Terraform Interview — Refactoring: Monolith to Modules

Your main.tf is 2000 lines. All infrastructure in one file: networking, compute, data, monitoring. Adding features is hard, testing is hard, team coordination is a mess. Time to modularize. How do you refactor without downtime?

Phased refactoring with state management: 1) Plan refactoring: identify logical boundaries: networking (VPC, subnets, gateways), compute (EC2, ASG, ALB), data (RDS, S3, DynamoDB), monitoring (CloudWatch, SNS). 2) Create module structure: `mkdir -p modules/{networking,compute,data,monitoring}`. Each gets main.tf, variables.tf, outputs.tf. 3) Move code incrementally: for networking module, copy VPC + subnets + gateways HCL from main.tf to modules/networking/main.tf. Don't delete from main.tf yet. 4) Update main.tf to call module: `module "networking" { source = "./modules/networking" vpc_cidr = var.vpc_cidr }`. 5) Test with `terraform plan -refresh=false`. Should show zero changes. 6) Verify state: `terraform state list` should show both old resources and new module references. 7) Move state: use `terraform state mv aws_vpc.main module.networking.aws_vpc.main` for each resource. 8) Remove old HCL: delete resource blocks from main.tf. Run plan again - zero changes. 9) Commit with history: each module move is separate commit for easy rollback. 10) Validate: `terraform validate` passes. Deploy to non-prod first.
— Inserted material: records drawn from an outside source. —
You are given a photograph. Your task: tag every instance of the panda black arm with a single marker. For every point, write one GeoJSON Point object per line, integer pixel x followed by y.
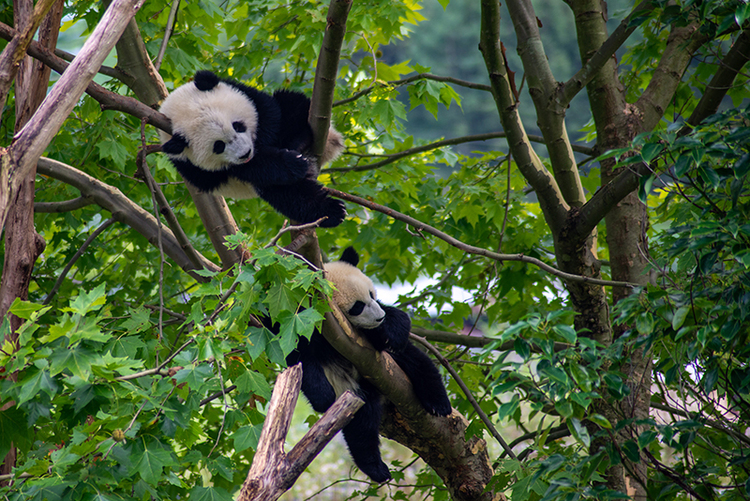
{"type": "Point", "coordinates": [204, 180]}
{"type": "Point", "coordinates": [425, 379]}
{"type": "Point", "coordinates": [304, 201]}
{"type": "Point", "coordinates": [393, 333]}
{"type": "Point", "coordinates": [272, 167]}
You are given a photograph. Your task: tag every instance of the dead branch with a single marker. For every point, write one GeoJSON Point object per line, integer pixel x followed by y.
{"type": "Point", "coordinates": [273, 472]}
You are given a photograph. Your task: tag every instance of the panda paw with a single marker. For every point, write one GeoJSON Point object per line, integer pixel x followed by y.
{"type": "Point", "coordinates": [441, 406]}
{"type": "Point", "coordinates": [334, 210]}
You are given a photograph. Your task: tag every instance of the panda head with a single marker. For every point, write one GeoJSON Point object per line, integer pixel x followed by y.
{"type": "Point", "coordinates": [214, 125]}
{"type": "Point", "coordinates": [355, 293]}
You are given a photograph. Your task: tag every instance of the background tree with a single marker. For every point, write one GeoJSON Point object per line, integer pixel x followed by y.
{"type": "Point", "coordinates": [135, 368]}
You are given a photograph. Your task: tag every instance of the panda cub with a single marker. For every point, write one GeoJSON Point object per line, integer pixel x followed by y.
{"type": "Point", "coordinates": [239, 142]}
{"type": "Point", "coordinates": [326, 374]}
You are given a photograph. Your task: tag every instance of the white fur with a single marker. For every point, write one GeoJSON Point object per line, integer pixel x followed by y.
{"type": "Point", "coordinates": [351, 286]}
{"type": "Point", "coordinates": [205, 117]}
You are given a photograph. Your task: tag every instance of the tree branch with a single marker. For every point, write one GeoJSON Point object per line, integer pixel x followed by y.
{"type": "Point", "coordinates": [273, 472]}
{"type": "Point", "coordinates": [420, 226]}
{"type": "Point", "coordinates": [591, 67]}
{"type": "Point", "coordinates": [393, 157]}
{"type": "Point", "coordinates": [550, 198]}
{"type": "Point", "coordinates": [123, 210]}
{"type": "Point", "coordinates": [722, 80]}
{"type": "Point", "coordinates": [325, 74]}
{"type": "Point", "coordinates": [463, 464]}
{"type": "Point", "coordinates": [15, 51]}
{"type": "Point", "coordinates": [106, 224]}
{"type": "Point", "coordinates": [108, 100]}
{"type": "Point", "coordinates": [66, 206]}
{"type": "Point", "coordinates": [414, 78]}
{"type": "Point", "coordinates": [542, 88]}
{"type": "Point", "coordinates": [469, 396]}
{"type": "Point", "coordinates": [681, 44]}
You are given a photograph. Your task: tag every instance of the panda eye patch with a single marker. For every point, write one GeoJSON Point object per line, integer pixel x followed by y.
{"type": "Point", "coordinates": [357, 309]}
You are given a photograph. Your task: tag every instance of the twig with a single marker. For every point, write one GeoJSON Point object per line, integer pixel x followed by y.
{"type": "Point", "coordinates": [420, 226]}
{"type": "Point", "coordinates": [414, 78]}
{"type": "Point", "coordinates": [287, 229]}
{"type": "Point", "coordinates": [66, 206]}
{"type": "Point", "coordinates": [485, 419]}
{"type": "Point", "coordinates": [392, 157]}
{"type": "Point", "coordinates": [157, 369]}
{"type": "Point", "coordinates": [167, 33]}
{"type": "Point", "coordinates": [164, 207]}
{"type": "Point", "coordinates": [106, 224]}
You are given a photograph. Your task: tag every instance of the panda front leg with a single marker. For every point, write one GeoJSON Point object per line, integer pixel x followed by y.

Follow-up: How would you handle inter-resource dependencies when moving to modules?

During refactoring, a senior engineer points out that the networking module has 15 variables, many unused. The module is unclear - maintenance nightmare. How do you simplify and clarify?

Refactor module internals for clarity: 1) Audit variables: list all 15 variables. Check which are actually used: `grep -r "\${var\." modules/networking/`. 2) Remove unused: delete variables not referenced. Commit reason: "Remove unused var X (never referenced in networking module)". 3) Group related variables: combine separate `vpc_cidr`, `vpc_name`, `vpc_tags` into single object: `variable "vpc_config" { type = object({ cidr = string, name = string, tags = map(string) }) }`. 4) Add defaults: `variable "availability_zones" { default = ["us-east-1a", "us-east-1b", "us-east-1c"] }` prevents forcing all callers to specify. 5) Add validation: `variable "vpc_cidr" { validation { condition = can(cidrhost(var.vpc_cidr, 0)) error_message = "Must be valid CIDR block" } }`. 6) Document: add detailed comments: `# VPC configuration: defines network topology, availability zones, and routing`. 7) Create examples: `examples/simple.tfvars` shows minimal usage, `examples/advanced.tfvars` shows all options. 8) Test: ensure module still works: `terraform plan` on examples shows expected resources. 9) Refactor callers: update root module to use simplified module: `module "network" { network_config = { cidr = "10.0.0.0/16", zones = 3 } }`.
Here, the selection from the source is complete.